Sindaco, il trasferimento: è contrario o favorevole?
«Né pro né contro a priori. E certo non ne faccio una questione di campanile. Ma di metodo e serietà. Prima di discutere sul dove, va discusso su cosa si vuole realizzare».
Il Not.
«Se dietro questa sigla intendiamo un nuovo ospedale super specialisitico e ad alta tecnologia allora dovrebbe essere il nuovo ospedale del Trentino Alto Adige, e magari spostare la sede addirittura più a nord di Trento. Perché il bacino di utenza ottimale è quello della regione, una regione che proprio nella sanità dovrebbe essere riaffermata come istituzione. Ma invece tra Trento e Bolzano creiamo microfacoltà di medicina concorrenti, con la fretta di dover mettere una bandierina politica».
Quindi, per semplicità, poniamo che il nuovo ospedale si faccia a Mattarello: che cosa succederebbe a Rovereto?

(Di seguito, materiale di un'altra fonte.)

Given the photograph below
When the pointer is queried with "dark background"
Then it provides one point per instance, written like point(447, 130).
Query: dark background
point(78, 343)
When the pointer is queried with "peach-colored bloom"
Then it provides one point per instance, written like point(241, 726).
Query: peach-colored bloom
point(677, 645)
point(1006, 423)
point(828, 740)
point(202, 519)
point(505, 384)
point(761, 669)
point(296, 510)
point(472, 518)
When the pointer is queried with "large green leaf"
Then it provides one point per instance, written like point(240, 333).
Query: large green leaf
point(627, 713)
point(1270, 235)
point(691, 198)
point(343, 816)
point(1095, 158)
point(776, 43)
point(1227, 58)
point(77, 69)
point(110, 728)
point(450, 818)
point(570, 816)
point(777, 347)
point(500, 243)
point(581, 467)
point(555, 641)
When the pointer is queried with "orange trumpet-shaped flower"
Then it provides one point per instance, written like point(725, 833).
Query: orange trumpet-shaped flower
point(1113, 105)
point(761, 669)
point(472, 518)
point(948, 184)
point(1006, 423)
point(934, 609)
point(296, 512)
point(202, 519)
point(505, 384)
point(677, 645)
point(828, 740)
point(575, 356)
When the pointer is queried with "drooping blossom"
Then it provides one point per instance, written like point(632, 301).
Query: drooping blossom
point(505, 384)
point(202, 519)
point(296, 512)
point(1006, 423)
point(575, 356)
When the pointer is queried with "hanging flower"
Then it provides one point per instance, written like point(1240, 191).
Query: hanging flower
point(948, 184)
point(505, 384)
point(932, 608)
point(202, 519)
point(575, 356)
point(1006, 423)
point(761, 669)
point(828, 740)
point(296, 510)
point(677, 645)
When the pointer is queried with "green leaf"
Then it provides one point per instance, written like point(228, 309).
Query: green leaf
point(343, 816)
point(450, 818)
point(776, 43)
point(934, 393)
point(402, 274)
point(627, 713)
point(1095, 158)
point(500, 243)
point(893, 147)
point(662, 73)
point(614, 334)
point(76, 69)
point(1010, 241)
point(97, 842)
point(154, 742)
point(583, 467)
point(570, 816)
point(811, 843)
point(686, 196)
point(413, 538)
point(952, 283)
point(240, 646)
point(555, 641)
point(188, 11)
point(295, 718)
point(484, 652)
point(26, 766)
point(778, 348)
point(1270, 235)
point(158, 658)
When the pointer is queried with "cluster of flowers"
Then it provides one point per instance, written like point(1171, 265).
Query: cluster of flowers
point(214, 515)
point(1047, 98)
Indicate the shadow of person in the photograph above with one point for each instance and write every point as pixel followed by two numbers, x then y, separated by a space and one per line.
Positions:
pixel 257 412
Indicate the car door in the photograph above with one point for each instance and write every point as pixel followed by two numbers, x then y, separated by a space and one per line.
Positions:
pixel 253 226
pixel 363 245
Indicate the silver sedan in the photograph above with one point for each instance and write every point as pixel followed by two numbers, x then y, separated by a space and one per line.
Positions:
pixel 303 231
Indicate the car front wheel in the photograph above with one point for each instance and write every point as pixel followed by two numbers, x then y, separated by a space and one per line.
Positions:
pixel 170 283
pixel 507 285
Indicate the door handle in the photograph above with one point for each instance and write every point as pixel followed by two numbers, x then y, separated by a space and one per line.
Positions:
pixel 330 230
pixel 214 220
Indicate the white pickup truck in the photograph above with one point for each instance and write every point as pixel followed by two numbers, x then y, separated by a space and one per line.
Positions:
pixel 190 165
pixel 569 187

«Un ospedale ad alta specializzazione e tecnologia, con la presenza della facoltà di medicina, non potrebbe comunque fare a meno del Santa Maria del Carmine, ma neanche del vecchio Santa Chiara. Nel disegno del Not superspecialistico è lampante la necessità di strutture che gestiscano una prima emergenza, una prima specialistica e la cronicità. Già il "vecchio" progetto del Not prevedeva meno posti letto del Santa Chiara, e la pandemia negli ultimi due anni ci ha dimostrato chiaramente la necessità di avere spazi. Ed anche l'andamento demografico ci impone questa direzione. E comunque forte delle sue competenze il Santa Maria del Carmine non sarà mai declassato ad ambulatorio, ma anzi vedrà rafforzato il suo ruolo di collaborazione con il "centro" su alcune specialità».
Si parla di prospettive di anni. Se non decenni. Ma la sanità trentina è in affanno oggi.
«Il problema principale è quello del personale. E anche in quest'ottica un campus medico con un ospedale superspecialistico sarebbe parte della soluzione. I medici bravi non li attrai con qualche soldo in più o gli skipass gratis, ma offrendo un posto di lavoro stimolante, in collegamento con le eccellenze scientifiche di cui il Trentino dispone. Perché a livello di capacità di investire in tecnologia e innovazione, questo territorio non prende lezioni da nessuno. Ma spesso non riusciamo a mettere in rete le nostre eccellenze, e farle diventare forze del territorio».